A scrupulously honest tale of healing

Pat Thwaites reviews Jessie Cole's Staying: A Memoir, published by Text Publishing. 

Jessie Cole had an idyllic childhood in a rainforest area of Australia, with parents who gave her and brother Jake unreserved love, and freedom to explore their natural surroundings.

"Back then, the world seemed a welcoming place," she writes at the book's beginning. Words she uses to describe those first everyday experiences are gentle, welcoming. Descriptive passages are beautifully evocative. However, when the first sentence mentions her father's suicide, Cole has already signalled that this utopia will be a temporary one.

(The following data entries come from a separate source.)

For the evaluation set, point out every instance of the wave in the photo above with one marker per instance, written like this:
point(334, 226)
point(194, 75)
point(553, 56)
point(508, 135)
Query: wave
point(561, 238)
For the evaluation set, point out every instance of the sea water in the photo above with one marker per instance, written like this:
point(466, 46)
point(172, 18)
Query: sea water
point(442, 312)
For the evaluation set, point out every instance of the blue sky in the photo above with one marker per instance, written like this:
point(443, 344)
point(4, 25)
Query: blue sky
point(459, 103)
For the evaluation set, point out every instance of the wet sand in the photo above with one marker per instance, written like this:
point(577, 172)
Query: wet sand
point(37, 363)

Her father was a psychiatrist, her mother an idealist. They had left a busy Sydney lifestyle for one in the freedom of countryside - freedom to live as they wished, in an experiment popular in the 70s, where conventional boundaries were rejected. They aimed to live within nature.Nudity was routine and unremarkable, and adult sexual experimentation permissible.

Jessie and her brother were raised to test the hypothesis that "children were born pure - that the less you interfered with their natural goodness, the less damage you did".

Two daughters from the father's previous marriage made yearly visits. Zoe and Billie were charismatic and enigmatic, and their visits a source of fascination and dread. When Cole was a fledgling adolescent, one sister's decision became the trigger that set off a spiral of despair within the whole family.

I have read many memoirs this year, but none as scrupulously honest as this one. As I followed the disintegration of his personality until "the father we had known gradually disappeared", the sensitivity and brilliance of Cole's writing meant I was drawn into her world and was able to share her anguish.

Although she was able to show the emotional devastation caused by the suicide of a close family member, she also offered hope as she gradually healed. Her father's death would always leave painful memories, but not enough to spoil the positive parts of her childhood.

The last section of the book has the author returning to live in the natural environment known to her. And it seems that the words that guided me into her world were also ones that helped save her. In her closing chapter, she tells her readers that emerging from grief has been "about sharing words - slowly, tentatively, sharing words with you".

I am pleased Cole was talented enough, and brave enough, to share her words, providing insight into a subject that will doubtless touch many readers.